I’ve signed up for another awesome online class! Isn’t it wonderful all the cool stuff out there? This is a yoga class, 30 Days of Yoga, with Marianne Elliott, an amazing instructor (and human rights advocate) in New Zealand. It starts on June 12th and I absolutely cannot wait, especially after reading her response to a question on her website today. The question was about how Marianne is able to do the kind of hard work she does. This part of her reply really hit home for me:

“Another option is to keep our eyes and hearts open to the world around us and to allow ourselves to feel deeply the suffering as well as the joys of that world. This has always been my approach, but for a long time I followed this approach without the stability that I needed to make it sustainable. My heart was open but my roots were shallow. I was blown about by my heartbreak, like a reed in the wind.

“It wasn’t until I was on a yogic meditation retreat in March 2008 that anyone really explained this to me in a way I could understand, which is to say, in a way that made sense in my body. He was a yoga and meditation teacher, a man whose career training had included a 50 day silent retreat in a Buddhist monk’s cell in India and a period as the personal meditation and yoga trainer for Olympic athletes in Australia.

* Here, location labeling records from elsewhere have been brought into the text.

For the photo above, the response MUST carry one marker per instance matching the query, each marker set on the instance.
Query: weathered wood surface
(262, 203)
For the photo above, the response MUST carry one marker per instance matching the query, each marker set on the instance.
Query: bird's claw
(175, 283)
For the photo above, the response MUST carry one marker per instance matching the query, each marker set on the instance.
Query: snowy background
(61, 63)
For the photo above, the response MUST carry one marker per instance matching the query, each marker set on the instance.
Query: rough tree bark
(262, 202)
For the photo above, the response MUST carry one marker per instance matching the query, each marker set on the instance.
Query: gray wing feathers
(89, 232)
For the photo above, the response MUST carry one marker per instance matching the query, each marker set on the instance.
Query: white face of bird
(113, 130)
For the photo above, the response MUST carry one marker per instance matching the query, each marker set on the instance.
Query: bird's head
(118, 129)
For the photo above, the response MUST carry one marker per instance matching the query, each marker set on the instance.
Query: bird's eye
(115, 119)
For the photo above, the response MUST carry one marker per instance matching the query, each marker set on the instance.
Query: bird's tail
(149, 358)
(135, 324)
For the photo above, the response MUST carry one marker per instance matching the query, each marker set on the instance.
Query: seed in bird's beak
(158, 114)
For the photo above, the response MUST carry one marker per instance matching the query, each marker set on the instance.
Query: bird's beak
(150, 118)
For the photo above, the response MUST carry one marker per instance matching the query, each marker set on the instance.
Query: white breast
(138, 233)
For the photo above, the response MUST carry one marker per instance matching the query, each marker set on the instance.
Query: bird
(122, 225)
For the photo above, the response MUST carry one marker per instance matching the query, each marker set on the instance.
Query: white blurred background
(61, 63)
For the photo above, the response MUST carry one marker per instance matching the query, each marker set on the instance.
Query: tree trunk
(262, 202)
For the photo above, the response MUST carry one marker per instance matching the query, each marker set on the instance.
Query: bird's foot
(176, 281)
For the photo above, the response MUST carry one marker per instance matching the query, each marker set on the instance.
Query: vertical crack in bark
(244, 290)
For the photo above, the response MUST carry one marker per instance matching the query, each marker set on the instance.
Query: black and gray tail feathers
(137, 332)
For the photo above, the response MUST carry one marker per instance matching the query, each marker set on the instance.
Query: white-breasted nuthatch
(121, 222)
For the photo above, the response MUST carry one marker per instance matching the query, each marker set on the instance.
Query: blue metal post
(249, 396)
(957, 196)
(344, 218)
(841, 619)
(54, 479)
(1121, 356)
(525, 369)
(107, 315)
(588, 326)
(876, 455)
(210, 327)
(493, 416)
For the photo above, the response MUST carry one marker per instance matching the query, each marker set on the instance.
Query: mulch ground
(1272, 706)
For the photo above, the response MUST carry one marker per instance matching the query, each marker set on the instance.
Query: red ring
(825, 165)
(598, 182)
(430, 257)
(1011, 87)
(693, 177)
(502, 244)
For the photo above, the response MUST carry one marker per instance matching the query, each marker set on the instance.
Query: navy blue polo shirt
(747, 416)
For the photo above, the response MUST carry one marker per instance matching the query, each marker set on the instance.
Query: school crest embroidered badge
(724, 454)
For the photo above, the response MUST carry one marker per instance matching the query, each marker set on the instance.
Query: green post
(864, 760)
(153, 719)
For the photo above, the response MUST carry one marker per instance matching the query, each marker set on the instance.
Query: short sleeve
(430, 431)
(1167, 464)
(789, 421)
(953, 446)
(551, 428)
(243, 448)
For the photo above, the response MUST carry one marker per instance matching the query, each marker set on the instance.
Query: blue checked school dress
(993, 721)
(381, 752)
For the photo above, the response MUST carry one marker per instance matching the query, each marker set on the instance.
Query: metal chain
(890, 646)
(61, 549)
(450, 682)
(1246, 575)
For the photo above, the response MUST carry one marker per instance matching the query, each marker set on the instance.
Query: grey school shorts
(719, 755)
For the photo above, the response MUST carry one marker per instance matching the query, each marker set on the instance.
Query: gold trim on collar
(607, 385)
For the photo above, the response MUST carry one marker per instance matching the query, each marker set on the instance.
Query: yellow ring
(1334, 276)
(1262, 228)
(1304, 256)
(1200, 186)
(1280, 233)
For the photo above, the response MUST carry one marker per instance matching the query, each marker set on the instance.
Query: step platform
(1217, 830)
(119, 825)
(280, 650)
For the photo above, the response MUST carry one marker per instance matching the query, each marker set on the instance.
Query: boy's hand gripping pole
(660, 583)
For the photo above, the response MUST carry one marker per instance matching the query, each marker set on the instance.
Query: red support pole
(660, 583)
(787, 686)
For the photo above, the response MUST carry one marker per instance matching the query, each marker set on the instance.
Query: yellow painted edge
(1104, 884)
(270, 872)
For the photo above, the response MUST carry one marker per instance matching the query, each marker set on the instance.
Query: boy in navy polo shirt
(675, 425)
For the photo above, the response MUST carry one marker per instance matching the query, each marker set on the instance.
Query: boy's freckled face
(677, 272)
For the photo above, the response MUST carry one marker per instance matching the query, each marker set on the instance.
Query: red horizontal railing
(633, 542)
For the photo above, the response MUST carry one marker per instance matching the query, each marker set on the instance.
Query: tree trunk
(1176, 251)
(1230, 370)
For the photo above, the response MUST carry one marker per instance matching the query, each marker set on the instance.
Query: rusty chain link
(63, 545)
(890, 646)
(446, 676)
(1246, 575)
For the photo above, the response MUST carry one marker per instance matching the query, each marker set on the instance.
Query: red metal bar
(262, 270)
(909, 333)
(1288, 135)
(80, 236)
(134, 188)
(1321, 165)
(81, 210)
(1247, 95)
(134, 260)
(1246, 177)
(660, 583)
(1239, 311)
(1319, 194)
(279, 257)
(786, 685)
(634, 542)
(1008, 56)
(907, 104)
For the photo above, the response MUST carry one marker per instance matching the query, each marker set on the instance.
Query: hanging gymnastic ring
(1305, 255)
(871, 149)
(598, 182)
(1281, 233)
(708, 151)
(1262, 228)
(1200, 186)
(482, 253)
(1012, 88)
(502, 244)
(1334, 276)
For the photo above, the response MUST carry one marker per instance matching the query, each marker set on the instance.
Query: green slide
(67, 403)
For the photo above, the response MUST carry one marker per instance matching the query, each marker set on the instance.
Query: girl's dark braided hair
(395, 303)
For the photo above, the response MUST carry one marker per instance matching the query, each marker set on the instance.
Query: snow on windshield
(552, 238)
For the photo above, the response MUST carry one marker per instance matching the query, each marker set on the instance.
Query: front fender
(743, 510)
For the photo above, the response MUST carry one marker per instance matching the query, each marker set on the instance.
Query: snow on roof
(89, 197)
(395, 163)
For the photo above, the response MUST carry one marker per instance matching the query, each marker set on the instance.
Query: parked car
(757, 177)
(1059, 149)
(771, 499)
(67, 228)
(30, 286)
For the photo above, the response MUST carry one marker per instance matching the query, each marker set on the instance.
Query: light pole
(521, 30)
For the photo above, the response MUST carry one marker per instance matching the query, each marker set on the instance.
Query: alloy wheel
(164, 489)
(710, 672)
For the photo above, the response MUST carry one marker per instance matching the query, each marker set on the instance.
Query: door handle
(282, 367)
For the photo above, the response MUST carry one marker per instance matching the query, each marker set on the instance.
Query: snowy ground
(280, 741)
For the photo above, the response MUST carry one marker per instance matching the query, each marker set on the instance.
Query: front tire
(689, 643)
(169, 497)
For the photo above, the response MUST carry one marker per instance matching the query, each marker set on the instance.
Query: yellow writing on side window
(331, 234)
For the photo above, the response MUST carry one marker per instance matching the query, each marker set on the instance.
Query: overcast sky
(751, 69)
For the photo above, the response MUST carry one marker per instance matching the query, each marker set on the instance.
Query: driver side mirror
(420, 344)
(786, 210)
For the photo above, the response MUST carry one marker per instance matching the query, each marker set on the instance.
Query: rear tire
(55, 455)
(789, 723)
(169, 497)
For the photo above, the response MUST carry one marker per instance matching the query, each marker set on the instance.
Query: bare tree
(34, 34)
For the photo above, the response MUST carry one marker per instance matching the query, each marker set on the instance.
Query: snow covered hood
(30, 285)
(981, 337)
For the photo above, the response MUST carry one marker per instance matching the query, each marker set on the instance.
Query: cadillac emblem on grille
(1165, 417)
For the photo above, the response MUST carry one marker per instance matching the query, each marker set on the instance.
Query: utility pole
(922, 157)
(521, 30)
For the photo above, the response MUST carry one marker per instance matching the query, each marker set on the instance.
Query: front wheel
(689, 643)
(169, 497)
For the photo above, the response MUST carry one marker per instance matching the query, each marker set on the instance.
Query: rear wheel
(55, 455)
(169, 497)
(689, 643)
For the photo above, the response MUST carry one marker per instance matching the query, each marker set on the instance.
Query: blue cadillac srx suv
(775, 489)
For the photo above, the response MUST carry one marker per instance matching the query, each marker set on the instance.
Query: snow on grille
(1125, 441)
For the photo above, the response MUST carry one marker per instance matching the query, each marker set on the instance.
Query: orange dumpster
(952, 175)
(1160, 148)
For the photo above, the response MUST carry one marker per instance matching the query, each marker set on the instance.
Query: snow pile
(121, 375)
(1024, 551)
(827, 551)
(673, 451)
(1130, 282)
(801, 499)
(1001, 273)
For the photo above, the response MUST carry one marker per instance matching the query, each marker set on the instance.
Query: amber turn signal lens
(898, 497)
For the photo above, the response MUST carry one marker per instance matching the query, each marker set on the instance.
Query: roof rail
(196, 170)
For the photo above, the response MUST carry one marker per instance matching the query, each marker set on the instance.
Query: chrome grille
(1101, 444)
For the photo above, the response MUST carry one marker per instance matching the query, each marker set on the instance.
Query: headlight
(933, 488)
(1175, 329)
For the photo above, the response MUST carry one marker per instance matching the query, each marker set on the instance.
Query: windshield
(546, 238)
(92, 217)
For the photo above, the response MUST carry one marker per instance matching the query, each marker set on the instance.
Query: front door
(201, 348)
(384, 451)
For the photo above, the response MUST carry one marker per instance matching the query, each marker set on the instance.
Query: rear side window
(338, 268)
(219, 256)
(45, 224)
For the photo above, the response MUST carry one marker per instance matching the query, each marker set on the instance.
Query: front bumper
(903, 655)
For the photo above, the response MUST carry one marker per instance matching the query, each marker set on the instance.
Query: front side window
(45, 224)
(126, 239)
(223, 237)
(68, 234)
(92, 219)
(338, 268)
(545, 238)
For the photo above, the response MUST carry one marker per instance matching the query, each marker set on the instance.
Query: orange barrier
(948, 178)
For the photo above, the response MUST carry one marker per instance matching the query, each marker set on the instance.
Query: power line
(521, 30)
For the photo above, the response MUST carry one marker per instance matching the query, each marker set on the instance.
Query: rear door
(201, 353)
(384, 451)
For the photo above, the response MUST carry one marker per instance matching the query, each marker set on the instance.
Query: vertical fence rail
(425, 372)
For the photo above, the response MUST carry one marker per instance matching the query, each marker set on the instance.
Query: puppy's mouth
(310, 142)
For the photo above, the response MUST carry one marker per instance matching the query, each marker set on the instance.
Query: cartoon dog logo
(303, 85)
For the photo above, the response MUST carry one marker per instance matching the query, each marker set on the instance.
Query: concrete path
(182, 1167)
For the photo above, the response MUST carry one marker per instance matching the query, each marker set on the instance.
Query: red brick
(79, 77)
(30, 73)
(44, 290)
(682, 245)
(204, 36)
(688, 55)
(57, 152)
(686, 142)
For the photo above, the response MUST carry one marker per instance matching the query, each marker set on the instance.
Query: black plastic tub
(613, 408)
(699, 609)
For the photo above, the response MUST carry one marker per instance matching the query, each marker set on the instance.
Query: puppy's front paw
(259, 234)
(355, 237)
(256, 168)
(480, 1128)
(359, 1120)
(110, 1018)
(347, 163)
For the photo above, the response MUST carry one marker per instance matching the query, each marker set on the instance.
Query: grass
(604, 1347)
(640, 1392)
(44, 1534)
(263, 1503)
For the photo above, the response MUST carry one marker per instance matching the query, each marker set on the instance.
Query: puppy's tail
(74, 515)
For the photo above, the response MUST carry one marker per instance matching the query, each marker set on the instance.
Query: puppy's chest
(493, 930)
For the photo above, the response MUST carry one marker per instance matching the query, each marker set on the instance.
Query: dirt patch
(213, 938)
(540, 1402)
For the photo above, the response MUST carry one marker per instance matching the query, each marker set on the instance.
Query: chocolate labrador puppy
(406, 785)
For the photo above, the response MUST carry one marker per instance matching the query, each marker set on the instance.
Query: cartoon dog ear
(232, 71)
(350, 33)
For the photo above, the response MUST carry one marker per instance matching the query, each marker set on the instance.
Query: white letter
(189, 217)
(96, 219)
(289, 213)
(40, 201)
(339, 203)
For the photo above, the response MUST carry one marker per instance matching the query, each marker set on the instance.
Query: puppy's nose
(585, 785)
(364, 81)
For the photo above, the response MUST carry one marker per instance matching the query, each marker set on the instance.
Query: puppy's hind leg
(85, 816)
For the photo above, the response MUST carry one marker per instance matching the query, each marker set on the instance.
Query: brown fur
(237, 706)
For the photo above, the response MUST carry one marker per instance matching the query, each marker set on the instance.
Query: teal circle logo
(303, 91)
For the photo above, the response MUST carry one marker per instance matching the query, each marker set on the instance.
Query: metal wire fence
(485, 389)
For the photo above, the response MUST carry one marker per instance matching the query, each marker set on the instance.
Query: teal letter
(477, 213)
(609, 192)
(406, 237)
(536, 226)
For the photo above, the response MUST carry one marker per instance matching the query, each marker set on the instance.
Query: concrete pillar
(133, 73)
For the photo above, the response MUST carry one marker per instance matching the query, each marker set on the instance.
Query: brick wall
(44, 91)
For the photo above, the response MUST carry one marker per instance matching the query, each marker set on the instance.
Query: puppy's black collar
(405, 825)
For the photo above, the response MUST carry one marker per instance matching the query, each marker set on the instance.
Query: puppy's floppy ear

“’Marianne,’ he said, ‘you move through the world with your heart open. Your compassion is a beautiful thing to see. But until you release your weight into the ground beneath you and trust that the earth herself will hold you, you will continue to be blown about by the joys and heartbreaks you encounter.’

“‘This is what we practice in yoga,’ he said, ‘trusting the earth to hold us, releasing our weight into the ground beneath us and finding a stability even in the midst of the turmoils of life. Without compassion, stability can become rigid, but without stability, compassion can drown us.’”

In the version of the class that I signed up for, Marianne puts together a yoga practice geared toward the answers the student provides to a questionnaire, so it’s specially geared to what you need. I’m picturing lots of wonderful opportunities for getting more grounded. Have I already mentioned that I can’t wait?